Denn die sieben Darstellungen des Weges Christi nach Golgatha waren nicht immer im geschützten, musealen Raum. Jahrhundertelang befanden sie sich auf dem Wallfahrtsweg, der von der Nürnberger Altstadt zum Johannisfriedhof führte, waren in Häuserwänden oder Gartenmauern eingebaut. Daher auch mal übertüncht oder gestrichen. Im Lauf der Jahrhunderte musste der Sandstein manche Umbau- und Umweltsünde miterleben, von denen eine stattliche Kruste zeugt, die mit dem gepulsten Strahl eines 20-Watt-Lasers Stück für Stück abgearbeitet wird. Die Arbeiten werden sich noch einige Monate hinziehen. 125.000 Euro kostet die Restaurierung, von denen zwei Drittel die Ernst-von-Siemens-Kunststiftung sponsert, weitere Gönner und letztlich das Museum selbst legten den Rest drauf.

Jesus im Germanischen Nationalmuseum
So strahlend weiß war dieser Jesus 500 Jahre nicht mehr.

Doch die Arbeit lohnt sich. "Wir haben es hier mit einem Top-Werk deutscher Kulturgeschichte zu tun", erklärt Frank Matthias Kammel, Sammlungsleiter für Skulptur bis 1800 am GNM, der Adam Kraft in einem Atemzug mit Tilman Riemenschneider und Veit Stoß nennt. "Vielen Nürnbergern ist ihr Schatz gar nicht so bewusst", ergänzt er mit Blick auf die Werke, die in den Jahren 1505 bis 1508 entstanden sind und den dritten solchen Kreuzweg überhaupt bilden.

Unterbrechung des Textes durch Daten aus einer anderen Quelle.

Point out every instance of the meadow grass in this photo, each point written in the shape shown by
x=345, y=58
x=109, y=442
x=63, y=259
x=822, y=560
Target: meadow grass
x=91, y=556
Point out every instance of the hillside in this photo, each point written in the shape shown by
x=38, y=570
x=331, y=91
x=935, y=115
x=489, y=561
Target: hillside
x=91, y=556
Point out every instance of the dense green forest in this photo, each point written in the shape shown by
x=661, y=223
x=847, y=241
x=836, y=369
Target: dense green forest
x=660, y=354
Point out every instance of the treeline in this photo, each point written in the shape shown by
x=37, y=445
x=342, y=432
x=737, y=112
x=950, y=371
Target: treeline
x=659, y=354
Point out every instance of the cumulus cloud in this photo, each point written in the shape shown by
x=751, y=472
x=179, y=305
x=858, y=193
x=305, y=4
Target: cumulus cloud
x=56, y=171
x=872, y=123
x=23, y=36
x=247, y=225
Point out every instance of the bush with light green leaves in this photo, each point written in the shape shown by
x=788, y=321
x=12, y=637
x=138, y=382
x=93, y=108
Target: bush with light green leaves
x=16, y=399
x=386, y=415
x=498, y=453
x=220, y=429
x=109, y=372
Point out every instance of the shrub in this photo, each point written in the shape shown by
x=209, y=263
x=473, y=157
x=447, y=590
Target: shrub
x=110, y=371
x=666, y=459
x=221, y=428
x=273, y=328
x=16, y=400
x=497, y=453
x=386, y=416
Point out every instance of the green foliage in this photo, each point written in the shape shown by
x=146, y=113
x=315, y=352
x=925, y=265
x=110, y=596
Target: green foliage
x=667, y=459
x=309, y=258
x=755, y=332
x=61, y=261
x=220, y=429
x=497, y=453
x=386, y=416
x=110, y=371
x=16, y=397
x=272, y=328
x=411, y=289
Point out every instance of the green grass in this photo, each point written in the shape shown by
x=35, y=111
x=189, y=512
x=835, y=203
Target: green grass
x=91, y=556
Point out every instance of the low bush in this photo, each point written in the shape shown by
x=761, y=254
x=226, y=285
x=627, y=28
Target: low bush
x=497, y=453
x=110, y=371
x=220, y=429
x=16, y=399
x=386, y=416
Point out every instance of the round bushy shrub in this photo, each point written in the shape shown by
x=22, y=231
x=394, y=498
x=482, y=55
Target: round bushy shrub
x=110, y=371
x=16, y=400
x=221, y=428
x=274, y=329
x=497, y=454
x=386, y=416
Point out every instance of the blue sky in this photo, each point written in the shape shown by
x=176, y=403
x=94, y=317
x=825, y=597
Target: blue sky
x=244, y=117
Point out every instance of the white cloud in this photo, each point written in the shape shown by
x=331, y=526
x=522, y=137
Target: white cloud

Also mal genauer hinsehen: Die biblischen Figuren scheinen lebendig, ausdrucksstark, detailreich. Und sie haben selbst in Stein viel mitgemacht. Wie in der Szene, als Veronika Christus das Schweißtuch reicht. Das Bild barst bei einem Bombenangriff im Zweiten Weltkrieg in rund 50 Einzelteile, die in glühenden Schutt fielen. Harze oder Öle, die bei früheren Restaurierungsversuchen aufgetragen worden waren, drangen ins Gestein. Bürger brachten sie ins GNM, wo sie wieder zusammengesetzt und die Risse mit dunkler Farbe kaschiert wurden. Rund 70 Jahre später ist das Bild ein Fall für Katrin Müller, die mittels einer Lauge die Stoffe entfernte. "Wir arbeiten mit allen Tricks", sagt sie. Diesmal hoffentlich für die Ewigkeit.